Modern scientists tend to gravitate toward atheism, trusting only that which they can prove via science. Others follow a similar path to C.S. Lewis, abandoning a childhood faith, encouraged by higher education professors who do not believe that God exists. A more recent example is Lee Strobel, a former reporter for the Chicago Tribune and Daily Herald, eager to prove that Christianity is a fraud. Strobel’s testimony can be found in the book and now movie The Case for Christ. Regardless of what so called experts, the media and scholars proclaim, the answer to the meaning of life is within the grasp of the human mind.
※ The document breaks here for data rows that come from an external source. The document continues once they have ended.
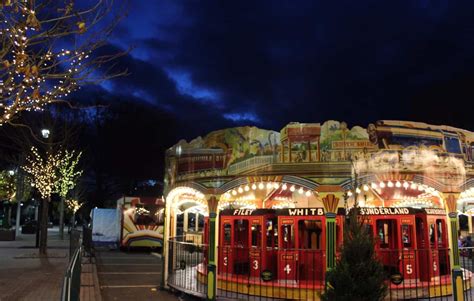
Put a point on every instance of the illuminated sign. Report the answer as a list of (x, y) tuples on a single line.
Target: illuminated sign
[(352, 144), (305, 211), (436, 211), (383, 211)]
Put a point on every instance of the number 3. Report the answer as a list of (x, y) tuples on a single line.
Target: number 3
[(255, 265)]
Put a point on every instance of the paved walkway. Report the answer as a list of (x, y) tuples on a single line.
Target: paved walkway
[(131, 276), (23, 276)]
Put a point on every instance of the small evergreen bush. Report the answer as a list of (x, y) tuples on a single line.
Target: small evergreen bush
[(358, 275)]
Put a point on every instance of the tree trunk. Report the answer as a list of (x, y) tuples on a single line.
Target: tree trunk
[(44, 227), (61, 218), (9, 215), (18, 217)]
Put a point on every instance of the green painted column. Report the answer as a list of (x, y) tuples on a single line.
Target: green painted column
[(457, 279), (330, 241), (330, 203), (456, 272), (211, 267)]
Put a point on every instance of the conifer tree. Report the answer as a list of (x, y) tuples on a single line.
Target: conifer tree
[(358, 274)]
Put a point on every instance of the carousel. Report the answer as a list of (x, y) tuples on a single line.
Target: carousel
[(260, 214)]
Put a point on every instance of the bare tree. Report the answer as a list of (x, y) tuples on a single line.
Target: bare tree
[(49, 51), (69, 173), (43, 170)]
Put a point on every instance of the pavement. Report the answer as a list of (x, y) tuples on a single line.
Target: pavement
[(132, 275), (24, 276)]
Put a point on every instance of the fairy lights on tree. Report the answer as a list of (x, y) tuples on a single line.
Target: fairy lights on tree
[(7, 185), (34, 69), (68, 174), (73, 205), (43, 171)]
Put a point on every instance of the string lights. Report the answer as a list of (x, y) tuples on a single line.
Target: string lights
[(36, 72), (425, 195), (43, 171), (246, 197), (73, 205)]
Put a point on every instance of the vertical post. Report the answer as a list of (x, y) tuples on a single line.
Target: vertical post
[(18, 217), (457, 278), (61, 218), (212, 267), (330, 203), (469, 222)]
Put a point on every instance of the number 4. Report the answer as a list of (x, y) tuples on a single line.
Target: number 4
[(287, 269)]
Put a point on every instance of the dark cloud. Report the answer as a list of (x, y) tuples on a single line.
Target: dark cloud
[(214, 64)]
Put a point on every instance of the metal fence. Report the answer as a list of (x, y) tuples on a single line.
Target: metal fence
[(187, 269), (74, 242), (467, 265), (299, 274)]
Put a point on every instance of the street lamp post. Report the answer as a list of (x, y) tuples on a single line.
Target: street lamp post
[(43, 221)]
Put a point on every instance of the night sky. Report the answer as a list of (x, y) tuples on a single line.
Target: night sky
[(198, 66), (214, 64)]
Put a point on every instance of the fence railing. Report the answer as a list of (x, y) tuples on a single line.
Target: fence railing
[(187, 266), (466, 260), (299, 274)]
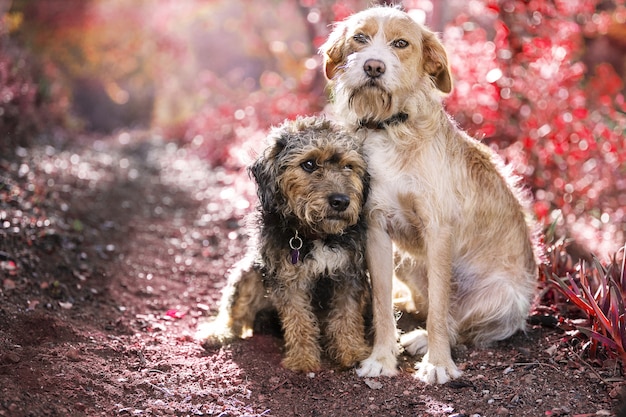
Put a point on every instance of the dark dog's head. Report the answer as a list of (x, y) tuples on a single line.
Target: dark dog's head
[(313, 175), (378, 59)]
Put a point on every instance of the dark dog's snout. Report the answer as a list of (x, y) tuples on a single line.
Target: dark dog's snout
[(374, 68), (339, 202)]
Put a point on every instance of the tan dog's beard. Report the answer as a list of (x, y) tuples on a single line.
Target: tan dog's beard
[(369, 102)]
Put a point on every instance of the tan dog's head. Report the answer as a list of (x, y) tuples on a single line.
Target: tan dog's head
[(378, 59)]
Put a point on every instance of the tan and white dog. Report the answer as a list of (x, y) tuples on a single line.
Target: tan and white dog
[(463, 235)]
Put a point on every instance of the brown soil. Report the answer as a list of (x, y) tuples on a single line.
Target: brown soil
[(113, 252)]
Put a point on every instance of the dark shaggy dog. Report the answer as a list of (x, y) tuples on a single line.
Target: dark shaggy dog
[(310, 264)]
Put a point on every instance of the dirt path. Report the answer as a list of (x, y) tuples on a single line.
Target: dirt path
[(113, 252)]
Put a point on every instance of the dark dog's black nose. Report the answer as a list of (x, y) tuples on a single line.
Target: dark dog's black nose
[(339, 202), (374, 68)]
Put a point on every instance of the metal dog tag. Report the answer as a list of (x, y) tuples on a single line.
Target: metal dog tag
[(295, 243)]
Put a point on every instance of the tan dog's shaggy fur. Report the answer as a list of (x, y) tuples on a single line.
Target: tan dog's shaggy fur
[(310, 261), (459, 221)]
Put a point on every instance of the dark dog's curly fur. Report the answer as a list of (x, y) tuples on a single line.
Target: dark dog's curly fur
[(312, 184)]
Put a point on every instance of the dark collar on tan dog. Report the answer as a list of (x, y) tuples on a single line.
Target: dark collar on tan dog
[(393, 120)]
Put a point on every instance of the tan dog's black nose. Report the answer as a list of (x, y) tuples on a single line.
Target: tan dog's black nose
[(339, 202), (374, 68)]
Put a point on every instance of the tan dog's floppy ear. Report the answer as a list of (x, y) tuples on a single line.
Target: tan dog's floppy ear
[(436, 62), (332, 50)]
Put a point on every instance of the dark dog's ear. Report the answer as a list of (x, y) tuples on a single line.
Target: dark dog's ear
[(436, 62), (333, 50), (265, 171)]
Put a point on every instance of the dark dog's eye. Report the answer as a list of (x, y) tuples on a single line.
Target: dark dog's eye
[(309, 166), (360, 38), (400, 43)]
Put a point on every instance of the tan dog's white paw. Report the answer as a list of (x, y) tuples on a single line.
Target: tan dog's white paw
[(436, 373), (415, 342), (378, 365)]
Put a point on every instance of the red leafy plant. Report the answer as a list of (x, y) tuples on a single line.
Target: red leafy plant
[(598, 292)]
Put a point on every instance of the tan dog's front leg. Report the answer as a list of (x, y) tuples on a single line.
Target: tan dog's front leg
[(382, 360), (301, 332), (437, 365)]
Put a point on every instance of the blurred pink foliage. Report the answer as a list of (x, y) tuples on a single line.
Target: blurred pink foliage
[(30, 99), (523, 86)]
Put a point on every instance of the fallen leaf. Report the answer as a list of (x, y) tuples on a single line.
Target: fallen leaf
[(372, 383)]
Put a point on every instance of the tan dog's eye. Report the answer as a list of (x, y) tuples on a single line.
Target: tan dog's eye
[(309, 166), (360, 38), (400, 43)]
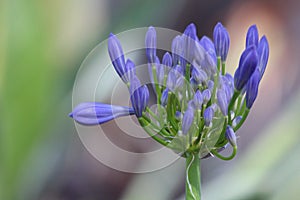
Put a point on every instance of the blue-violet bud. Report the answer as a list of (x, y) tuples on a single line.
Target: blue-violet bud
[(222, 101), (177, 49), (252, 36), (208, 115), (93, 113), (198, 100), (206, 95), (221, 41), (164, 97), (150, 42), (230, 136), (263, 55), (252, 88), (139, 96), (116, 54), (187, 120), (247, 65), (190, 38), (167, 60)]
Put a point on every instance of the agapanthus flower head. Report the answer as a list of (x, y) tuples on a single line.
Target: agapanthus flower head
[(200, 106)]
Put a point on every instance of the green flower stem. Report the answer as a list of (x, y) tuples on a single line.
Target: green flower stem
[(245, 115), (234, 150), (192, 182)]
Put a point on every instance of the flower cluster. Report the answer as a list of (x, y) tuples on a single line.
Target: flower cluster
[(199, 105)]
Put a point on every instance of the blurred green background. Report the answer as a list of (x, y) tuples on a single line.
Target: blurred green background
[(42, 44)]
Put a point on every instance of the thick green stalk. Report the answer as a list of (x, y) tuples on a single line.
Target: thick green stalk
[(192, 181)]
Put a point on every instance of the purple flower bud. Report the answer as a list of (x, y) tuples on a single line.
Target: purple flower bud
[(230, 136), (171, 80), (93, 113), (189, 38), (164, 97), (236, 120), (198, 100), (160, 71), (247, 65), (139, 96), (221, 41), (209, 46), (208, 115), (252, 88), (179, 83), (206, 95), (252, 36), (178, 115), (187, 120), (130, 71), (150, 42), (179, 70), (209, 63), (116, 54), (167, 60), (177, 49), (199, 75), (210, 85), (263, 55), (222, 101)]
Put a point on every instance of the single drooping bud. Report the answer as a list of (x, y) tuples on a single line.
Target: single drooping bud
[(222, 101), (263, 55), (139, 96), (116, 55), (208, 115), (129, 71), (164, 97), (206, 95), (187, 120), (189, 38), (93, 113), (177, 49), (209, 47), (150, 42), (221, 41), (198, 100), (252, 36), (230, 136), (252, 88), (247, 65)]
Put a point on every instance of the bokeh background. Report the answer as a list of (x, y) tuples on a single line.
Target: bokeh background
[(42, 45)]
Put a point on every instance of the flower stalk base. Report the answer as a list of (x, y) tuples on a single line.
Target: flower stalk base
[(193, 178)]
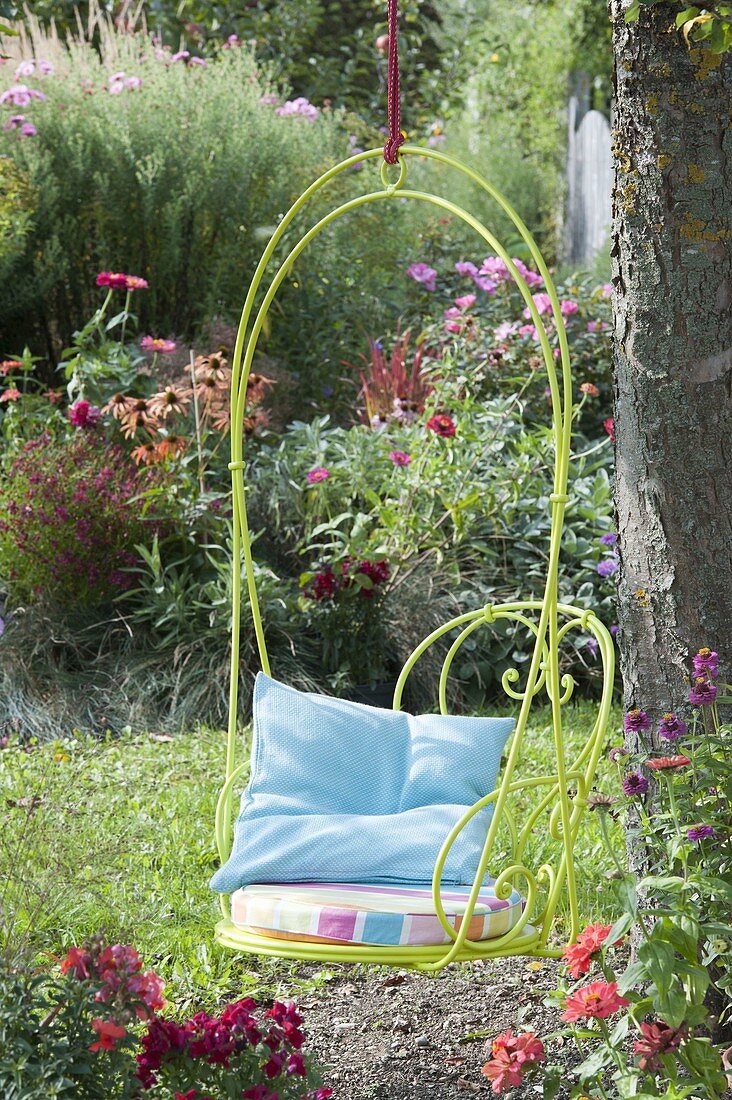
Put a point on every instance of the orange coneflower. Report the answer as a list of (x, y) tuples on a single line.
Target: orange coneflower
[(137, 416), (119, 405), (170, 448), (144, 454), (214, 365), (170, 402)]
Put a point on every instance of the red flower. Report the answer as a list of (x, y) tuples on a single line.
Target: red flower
[(78, 960), (596, 1001), (657, 1038), (661, 763), (108, 1032), (441, 425), (579, 956), (511, 1056)]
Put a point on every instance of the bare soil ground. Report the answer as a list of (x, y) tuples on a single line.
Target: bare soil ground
[(381, 1035)]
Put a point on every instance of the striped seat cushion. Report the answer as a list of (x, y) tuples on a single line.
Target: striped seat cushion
[(348, 913)]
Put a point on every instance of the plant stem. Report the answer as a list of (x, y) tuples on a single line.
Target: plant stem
[(199, 443), (127, 308)]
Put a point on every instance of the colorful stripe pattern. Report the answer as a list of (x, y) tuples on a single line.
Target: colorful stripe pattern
[(347, 913)]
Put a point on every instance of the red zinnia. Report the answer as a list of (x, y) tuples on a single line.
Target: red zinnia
[(511, 1055), (441, 425), (657, 1038), (596, 1001), (109, 1034), (661, 763)]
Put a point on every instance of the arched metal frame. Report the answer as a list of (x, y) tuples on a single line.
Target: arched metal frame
[(560, 794)]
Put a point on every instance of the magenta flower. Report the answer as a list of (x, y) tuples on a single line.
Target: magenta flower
[(706, 662), (400, 458), (299, 106), (157, 344), (670, 727), (635, 783), (84, 415), (423, 274), (635, 721), (702, 692), (466, 301)]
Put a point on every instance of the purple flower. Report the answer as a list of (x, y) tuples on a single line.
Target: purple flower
[(20, 95), (484, 284), (635, 783), (635, 721), (299, 106), (702, 692), (84, 415), (706, 662), (423, 274), (495, 267), (400, 458), (672, 727)]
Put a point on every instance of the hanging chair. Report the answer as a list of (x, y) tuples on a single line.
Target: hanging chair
[(523, 813)]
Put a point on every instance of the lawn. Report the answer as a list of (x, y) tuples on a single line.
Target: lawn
[(117, 836)]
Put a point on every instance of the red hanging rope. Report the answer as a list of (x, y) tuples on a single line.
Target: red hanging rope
[(393, 106)]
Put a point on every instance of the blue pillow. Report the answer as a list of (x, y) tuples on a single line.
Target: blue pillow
[(351, 793)]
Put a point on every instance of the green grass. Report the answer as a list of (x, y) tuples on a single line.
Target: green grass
[(117, 836)]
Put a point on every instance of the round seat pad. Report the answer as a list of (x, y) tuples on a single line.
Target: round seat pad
[(350, 913)]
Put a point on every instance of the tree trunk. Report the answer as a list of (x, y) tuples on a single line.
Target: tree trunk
[(672, 251)]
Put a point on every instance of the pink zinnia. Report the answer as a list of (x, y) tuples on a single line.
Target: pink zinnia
[(466, 301), (465, 268), (596, 1001), (423, 274), (543, 303), (157, 344)]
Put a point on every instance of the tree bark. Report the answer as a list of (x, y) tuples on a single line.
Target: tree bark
[(672, 251)]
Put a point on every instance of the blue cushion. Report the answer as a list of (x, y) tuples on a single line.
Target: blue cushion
[(351, 793)]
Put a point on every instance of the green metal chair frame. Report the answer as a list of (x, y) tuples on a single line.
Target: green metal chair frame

“Those laws (of nature) are within the grasp of the human mind; God wanted us to recognize them by creating us after his own image so that we could share in his own thoughts,” Johannes Kepler in 1599.
During a trip to the new Museum of the Bible in Washington DC, I found this to be true. On the second floor, Level 2, this exhibit is entitled the Impact of the Bible. Like a living history book, there are hundreds of quotes from Colonists, Pilgrims, founding fathers, former presidents and past leaders of the United States. Yet, other displays extend beyond our borders, documenting famous individuals in their fields throughout the world. Two of the most intriguing comments come from a former astronomer and mathematician listed above and below. Without mentioning scripture, each man appears to be referencing the invisible qualities of God, Romans 1:20.
“If the sacred scribes had had any intention of teaching people certain arrangements and motions of the heavenly bodies… then in my opinion they would not have spoken of these matters so sparingly, Galileo Galilei in a 1615 letter to the Grand Duchess of Christiana.
During his own letter to the church of Rome, the apostle Paul suggests that no should claim, “I didn’t know?” Rather, the creation of the world reveals God’s invisible attributes. A sunrise, the sun setting over an ocean and a rainbow following a storm are clear signs of a mastermind. C.S. Lewis devotes the first section of Mere Christianity eluding to the Law of Human Nature. While Lewis does highlight objections to this law, his words support what Galileo and Kepler have written. If only human beings slowed down this Christmas season and stopped what they are doing for a moment, Psalm 46:10, the answers to the meaning of life are within the grasp of the human mind. This revelation is just a prayer away.